Mars is referred to as the "Red Planet" because of the reddish-orange color of the planet's sandscape. That comes into sharp focus in the first color photo taken by the Mars Ingenuity helicopter.
Mars Colored Photo
The colored photo was taken about 17 feet above the ground, so people can clearly see the red-orange Martian surface.
At the bottom of the image, the shadow of Ingenuity can be seen, with two of its legs visibly jutting out from the rectangular body, as seen on Mashable.
Those patterns in the ground that look like tracks are really tracks left by the Perseverance rover, the remote-operated research vehicle that carried Ingenuity safely to Mars.
As soon as it deposited the flying robot, the Perseverance headed off to a new location, first to monitor the helicopter for a month, and then will proceed with its other duties.
Not only is this the first color photo the Mars Ingenuity sent back home, it is also the first color image of Mars' surface taken by an aerial vehicle while it was aloft, according to Space.com.
The whole purpose of Ingenuity's presence on Mars is to test NASA's ability to operate an aerial vehicle in the Mars' atmosphere.
NASA is currently investigating the planet with the help of drones like Perseverance and Ingenuity, but at some point the plan is to get humans out there too, along with more elaborate vehicles.
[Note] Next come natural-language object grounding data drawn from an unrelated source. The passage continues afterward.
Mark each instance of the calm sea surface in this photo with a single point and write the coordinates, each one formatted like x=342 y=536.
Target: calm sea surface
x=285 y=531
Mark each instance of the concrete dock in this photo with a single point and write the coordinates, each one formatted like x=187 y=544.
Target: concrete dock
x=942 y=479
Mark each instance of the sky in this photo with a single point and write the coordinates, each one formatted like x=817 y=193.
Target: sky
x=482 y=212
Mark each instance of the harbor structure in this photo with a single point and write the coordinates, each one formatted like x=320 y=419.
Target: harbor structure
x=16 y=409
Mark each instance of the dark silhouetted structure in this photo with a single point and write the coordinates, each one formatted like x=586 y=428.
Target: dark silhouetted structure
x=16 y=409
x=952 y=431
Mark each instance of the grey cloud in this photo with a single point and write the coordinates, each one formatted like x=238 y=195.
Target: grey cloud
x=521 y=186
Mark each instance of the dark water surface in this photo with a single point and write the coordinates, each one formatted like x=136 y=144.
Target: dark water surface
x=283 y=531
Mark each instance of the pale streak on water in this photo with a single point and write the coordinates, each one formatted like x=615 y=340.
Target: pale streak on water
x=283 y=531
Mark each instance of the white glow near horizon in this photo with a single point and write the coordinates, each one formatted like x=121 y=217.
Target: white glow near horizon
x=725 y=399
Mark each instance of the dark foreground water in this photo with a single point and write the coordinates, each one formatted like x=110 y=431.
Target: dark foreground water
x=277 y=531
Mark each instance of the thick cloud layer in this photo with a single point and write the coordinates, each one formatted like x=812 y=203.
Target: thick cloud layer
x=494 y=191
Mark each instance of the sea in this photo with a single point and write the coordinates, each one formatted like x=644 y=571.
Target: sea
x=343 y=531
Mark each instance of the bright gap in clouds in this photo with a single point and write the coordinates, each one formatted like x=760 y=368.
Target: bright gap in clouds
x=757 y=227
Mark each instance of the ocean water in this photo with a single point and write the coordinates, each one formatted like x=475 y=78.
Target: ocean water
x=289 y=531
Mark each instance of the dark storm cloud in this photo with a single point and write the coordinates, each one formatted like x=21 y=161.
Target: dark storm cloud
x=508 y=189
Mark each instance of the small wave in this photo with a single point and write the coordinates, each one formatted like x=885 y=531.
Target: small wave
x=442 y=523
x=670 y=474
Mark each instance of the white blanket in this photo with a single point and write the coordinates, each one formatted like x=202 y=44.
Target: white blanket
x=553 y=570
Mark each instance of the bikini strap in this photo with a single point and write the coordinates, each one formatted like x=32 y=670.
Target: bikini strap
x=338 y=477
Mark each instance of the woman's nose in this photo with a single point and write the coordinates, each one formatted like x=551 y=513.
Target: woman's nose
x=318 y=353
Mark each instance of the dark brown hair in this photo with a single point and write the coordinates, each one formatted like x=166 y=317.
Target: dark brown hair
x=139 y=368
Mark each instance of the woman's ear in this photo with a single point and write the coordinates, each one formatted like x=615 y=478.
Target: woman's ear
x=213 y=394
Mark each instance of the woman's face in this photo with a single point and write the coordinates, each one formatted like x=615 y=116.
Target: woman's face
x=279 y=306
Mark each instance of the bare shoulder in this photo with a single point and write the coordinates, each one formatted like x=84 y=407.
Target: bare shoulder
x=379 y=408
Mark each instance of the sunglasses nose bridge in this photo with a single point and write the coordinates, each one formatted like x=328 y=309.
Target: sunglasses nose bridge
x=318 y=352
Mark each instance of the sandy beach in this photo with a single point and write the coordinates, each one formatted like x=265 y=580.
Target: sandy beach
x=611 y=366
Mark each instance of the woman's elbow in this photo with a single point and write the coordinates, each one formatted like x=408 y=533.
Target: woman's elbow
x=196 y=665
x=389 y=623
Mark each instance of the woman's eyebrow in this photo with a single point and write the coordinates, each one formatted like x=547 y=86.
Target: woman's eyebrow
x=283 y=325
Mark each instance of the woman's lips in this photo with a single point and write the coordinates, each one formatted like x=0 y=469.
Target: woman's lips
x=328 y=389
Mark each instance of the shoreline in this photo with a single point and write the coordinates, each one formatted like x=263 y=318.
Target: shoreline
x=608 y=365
NASA is being very careful with aerodynamics due to the uniqueness of the Martian atmosphere, especially since getting Mars is not a simple process. One wrong move could set back the research for a year, or maybe even more.
This is the reason why NASA is using the vehicles to conduct other tests, such as exploring the viability of drawing oxygen out of the Martian atmosphere. Human visitors will need a ready supply of breathable air if they are going to spend an appreciable amount of time checking out the planet, so checking to see if and how that is possible now is very important.
NASA's Mars Research
The picture was snapped during Ingenuity's second flight, which happened on Apr. 22. Its inaugural flight went off without a hitch just a few days earlier, on Apr. 19.
The idea with these tests is to keep ramping things up, so people can expect a bigger showing this time around. For the first flight, Ingenuity spend around 40 seconds off the ground, hovering in place at a height of roughly 10 feet.
Ingenuity's second test went higher, close to 17 feet, and saw the helicopter move around six and half feet to the east, and then went back. It spent almost a minute in the air and made three turns during that time.
NASA does not expect the third Ingenuity flight to be any higher, but they expect it to move faster, going from 1 mile-per-hour to 4.5 miles-per-hour, and travel an longer distance.
The plan is for Ingenuity to head a bit more than 160 feet to the north then return to its starting point, named Wright Brothers Field, and land. The total flight time will come close to a minute and a half.